4 to 4: Werner Roth on the Cosmos and Carlos Mendes
The news that local soccer product Carlos Mendes is coming home to wear the number 4 jersey for his hometown team, the New York Cosmos, is welcome news to local fans who know him well from his rise from the Long Island Rough Riders to the Rochester Rhinos and then with the Red Bulls and Columbus Crew of Major League Soccer. But to fans of a certain age, the news triggers memories of another outstanding defensive product of the local soccer scene, who made the Cosmos number 4 shirt legendary, none other than National Soccer Hall of Famer, Werner Roth.
Roth was born in Yugoslavia (in what is now Serbia) but emigrated to the States as a child, and grew up playing local soccer in New York with the German-Hungarians Soccer Club of the German-American (now Cosmopolitan) Soccer League, before joining the Cosmos for their second season in 1972, when the club won its first NASL title at Hofstra University.
Clive Toye, the original General Manager and former President of the Cosmos said of Roth, "Werner Roth was one of the really popular players of the Cosmos. Werner came out of the German-Hungarians in Queens, everybody knew Werner. He was just a kid when he signed for the Cosmos and from being a young Cosmos reserve to becoming captain of the Cosmos and captain of the United States - you know that’s a fair achievement, right?"
Roth took the captain's armband from an injured Keith Eddy on May 15th, 1977 as the Cosmos made their title run in Pelé's final season. In the lead up to the title match, Roth was questionable with a bruised kneecap, but he played a crucial role in the Cosmos win against the Seattle Sounders, and the image of Roth lifting the Soccer Bowl trophy on the field at Portland remains among the most iconic images in American soccer history. He repeated the gesture at Giants Stadium the next season, leading the Cosmos to back-to-back titles before retiring after the 1979 season. Hollywood beckoned and Roth features as the German captain Baumann in the 1981 kick flick classic, Victory (starring Sylvester Stallone, Michael Caine and Pelé). He currently lives in Los Angeles, where he runs Futbol Academia.

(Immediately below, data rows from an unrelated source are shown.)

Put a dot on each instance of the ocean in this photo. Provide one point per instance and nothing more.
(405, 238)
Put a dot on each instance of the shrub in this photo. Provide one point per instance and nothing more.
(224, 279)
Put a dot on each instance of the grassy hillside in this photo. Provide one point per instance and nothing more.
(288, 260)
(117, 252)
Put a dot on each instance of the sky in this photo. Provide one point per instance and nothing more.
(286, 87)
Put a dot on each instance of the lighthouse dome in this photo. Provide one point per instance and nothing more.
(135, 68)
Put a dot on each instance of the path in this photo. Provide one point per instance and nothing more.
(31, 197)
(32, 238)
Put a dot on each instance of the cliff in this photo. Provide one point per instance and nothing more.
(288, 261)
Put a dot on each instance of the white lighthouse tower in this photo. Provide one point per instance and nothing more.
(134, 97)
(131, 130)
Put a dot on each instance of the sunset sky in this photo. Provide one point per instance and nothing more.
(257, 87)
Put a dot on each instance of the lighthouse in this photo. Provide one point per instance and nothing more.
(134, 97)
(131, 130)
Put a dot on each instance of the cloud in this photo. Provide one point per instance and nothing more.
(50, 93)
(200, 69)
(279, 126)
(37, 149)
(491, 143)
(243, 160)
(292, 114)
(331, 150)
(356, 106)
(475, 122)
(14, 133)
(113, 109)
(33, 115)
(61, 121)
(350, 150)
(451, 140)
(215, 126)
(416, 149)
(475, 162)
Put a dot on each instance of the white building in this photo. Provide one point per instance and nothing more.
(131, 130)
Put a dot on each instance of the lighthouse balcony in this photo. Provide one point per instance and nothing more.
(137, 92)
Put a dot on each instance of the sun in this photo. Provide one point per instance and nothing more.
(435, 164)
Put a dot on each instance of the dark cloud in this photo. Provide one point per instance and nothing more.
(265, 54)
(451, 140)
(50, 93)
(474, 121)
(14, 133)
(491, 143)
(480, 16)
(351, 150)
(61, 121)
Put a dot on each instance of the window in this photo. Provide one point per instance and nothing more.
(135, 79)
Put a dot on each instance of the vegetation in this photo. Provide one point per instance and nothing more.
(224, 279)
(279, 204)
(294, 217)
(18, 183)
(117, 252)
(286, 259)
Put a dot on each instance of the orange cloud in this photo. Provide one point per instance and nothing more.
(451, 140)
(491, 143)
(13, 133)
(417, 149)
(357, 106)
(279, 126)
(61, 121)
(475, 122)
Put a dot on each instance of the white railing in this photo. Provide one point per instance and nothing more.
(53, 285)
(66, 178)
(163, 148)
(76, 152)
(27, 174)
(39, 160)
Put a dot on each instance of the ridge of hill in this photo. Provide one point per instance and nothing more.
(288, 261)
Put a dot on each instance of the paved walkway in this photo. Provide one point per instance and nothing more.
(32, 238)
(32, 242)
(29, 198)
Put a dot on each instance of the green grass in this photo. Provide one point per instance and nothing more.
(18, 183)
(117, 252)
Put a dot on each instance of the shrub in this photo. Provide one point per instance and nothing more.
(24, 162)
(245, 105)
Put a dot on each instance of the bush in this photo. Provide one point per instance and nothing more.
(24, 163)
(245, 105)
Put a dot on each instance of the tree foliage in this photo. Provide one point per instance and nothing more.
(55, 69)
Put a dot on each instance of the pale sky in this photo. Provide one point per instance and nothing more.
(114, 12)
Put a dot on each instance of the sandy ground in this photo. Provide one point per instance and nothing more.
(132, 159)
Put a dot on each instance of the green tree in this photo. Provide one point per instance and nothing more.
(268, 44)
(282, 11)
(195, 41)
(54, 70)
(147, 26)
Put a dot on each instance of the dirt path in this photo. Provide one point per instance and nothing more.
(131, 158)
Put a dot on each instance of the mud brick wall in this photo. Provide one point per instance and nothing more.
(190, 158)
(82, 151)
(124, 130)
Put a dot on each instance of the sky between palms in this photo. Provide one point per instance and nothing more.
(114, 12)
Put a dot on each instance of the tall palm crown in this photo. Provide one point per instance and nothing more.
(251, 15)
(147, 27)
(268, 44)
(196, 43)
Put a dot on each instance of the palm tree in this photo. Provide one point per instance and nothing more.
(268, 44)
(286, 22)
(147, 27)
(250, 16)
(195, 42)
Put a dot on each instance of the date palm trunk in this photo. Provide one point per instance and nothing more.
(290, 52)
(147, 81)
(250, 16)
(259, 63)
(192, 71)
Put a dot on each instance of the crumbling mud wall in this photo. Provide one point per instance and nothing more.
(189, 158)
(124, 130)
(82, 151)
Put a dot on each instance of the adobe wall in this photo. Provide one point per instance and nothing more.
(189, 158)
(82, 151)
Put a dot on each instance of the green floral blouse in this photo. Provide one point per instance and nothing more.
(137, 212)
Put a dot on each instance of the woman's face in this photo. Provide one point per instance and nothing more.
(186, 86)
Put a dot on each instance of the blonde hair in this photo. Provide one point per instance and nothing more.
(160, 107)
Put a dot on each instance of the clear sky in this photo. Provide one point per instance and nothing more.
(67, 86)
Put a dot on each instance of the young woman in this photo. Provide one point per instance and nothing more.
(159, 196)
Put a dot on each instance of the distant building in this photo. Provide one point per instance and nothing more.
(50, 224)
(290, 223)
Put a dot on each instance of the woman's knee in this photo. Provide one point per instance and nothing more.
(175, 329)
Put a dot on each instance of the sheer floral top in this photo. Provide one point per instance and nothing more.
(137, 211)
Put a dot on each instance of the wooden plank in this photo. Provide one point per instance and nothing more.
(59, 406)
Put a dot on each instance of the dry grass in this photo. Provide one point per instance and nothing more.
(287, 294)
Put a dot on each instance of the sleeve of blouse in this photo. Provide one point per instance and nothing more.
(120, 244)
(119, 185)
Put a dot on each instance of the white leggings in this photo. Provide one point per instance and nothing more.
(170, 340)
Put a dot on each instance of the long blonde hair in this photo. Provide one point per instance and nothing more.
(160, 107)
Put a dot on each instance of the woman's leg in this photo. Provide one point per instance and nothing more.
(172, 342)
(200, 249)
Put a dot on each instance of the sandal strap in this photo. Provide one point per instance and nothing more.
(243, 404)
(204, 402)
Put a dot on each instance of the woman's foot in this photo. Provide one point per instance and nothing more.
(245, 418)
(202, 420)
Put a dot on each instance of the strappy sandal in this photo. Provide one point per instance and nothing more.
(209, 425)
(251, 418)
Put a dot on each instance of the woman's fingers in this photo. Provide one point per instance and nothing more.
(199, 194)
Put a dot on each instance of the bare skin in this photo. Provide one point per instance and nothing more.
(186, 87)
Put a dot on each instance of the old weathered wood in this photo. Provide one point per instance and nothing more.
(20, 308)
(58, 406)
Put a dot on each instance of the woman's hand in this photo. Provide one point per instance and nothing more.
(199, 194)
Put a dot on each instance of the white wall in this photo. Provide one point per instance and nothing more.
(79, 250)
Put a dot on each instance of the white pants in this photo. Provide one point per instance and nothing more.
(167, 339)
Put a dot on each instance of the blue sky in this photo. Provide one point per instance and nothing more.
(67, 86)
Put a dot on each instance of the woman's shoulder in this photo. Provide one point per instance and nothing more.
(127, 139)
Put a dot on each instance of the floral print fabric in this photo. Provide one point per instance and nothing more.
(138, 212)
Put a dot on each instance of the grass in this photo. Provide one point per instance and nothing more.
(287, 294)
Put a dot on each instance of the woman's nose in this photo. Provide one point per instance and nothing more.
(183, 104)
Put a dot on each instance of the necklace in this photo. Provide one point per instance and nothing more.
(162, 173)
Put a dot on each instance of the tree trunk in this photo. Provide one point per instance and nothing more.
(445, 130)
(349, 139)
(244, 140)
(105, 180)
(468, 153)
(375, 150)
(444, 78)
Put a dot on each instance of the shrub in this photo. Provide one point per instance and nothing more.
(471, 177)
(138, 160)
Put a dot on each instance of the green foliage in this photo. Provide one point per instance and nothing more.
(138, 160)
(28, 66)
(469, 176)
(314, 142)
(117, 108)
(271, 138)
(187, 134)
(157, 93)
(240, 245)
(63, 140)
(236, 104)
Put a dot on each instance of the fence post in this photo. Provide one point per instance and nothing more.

The news of the revived Cosmos signing of a local defender, who will wear the same number 4 shirt, brings back memories for Roth of the early days when the club was in its infancy, well before the glitz and glamor:
"The New York Cosmos didn't arrive on the scene until I was out of college in 1971. So it wasn't like I dreamed my whole life to play for them. This wasn't Manchester and they weren't United or City. It was only when Pele arrived in 1975 and the Cosmos bought my contract from my local NY club that it became a real profession for me, when I was able to negotiate a full time contract and train and play seriously. Up until then I had a full time job and practiced two nights a week and played on the weekends. But once Pelé hit town, all bets were off and we were on a whole other level of adventure."
For the local kid, the star signings meant not only a new level of popularity, but a greater challenge for playing time:
"We added other great players, Giorgio [Chinaglia], Franz [Beckenbauer], [Carlos] Alberto, [Steve] Hunt and signed some of the best young Americans, Bobby Smith, Shep Messing, and played some of the best teams in the world. This was finally pro football as I imagined it. To stay in that mix and keep a starting position, I had to take responsibility for my own development, training and preparation because this team could have just as easily passed me by."
That work ethic from the determined central defender was among the many reasons Cosmos fans grew to love Roth, and it is a character trait he shares with Mendes. When Roth signed with the Cosmos, it was for just $75 a game, so his first bit of advice for the newest member of the New York Cosmos is with tongue firmly in cheek: "To start I would say to hold out for at least one hundred dollars a game."
But then Roth recalls his years of effort and his meteoric rise to the top of the global game, telling Mendes to "take full responsibility for his own year round training and development and performances. This can be the opportunity, that stepping stone to greater things in world football. But it's totally up to him. And that is one good position to be in, in control of his own destiny, the football world is at his feet.”
From those first steps on the hardscrabble fields of New York amateur soccer to the big time, surrounded by teammates who still rank as the greatest legends in world sport, Roth knows what it means to have the world at his feet, with the Cosmos number 4 on his back.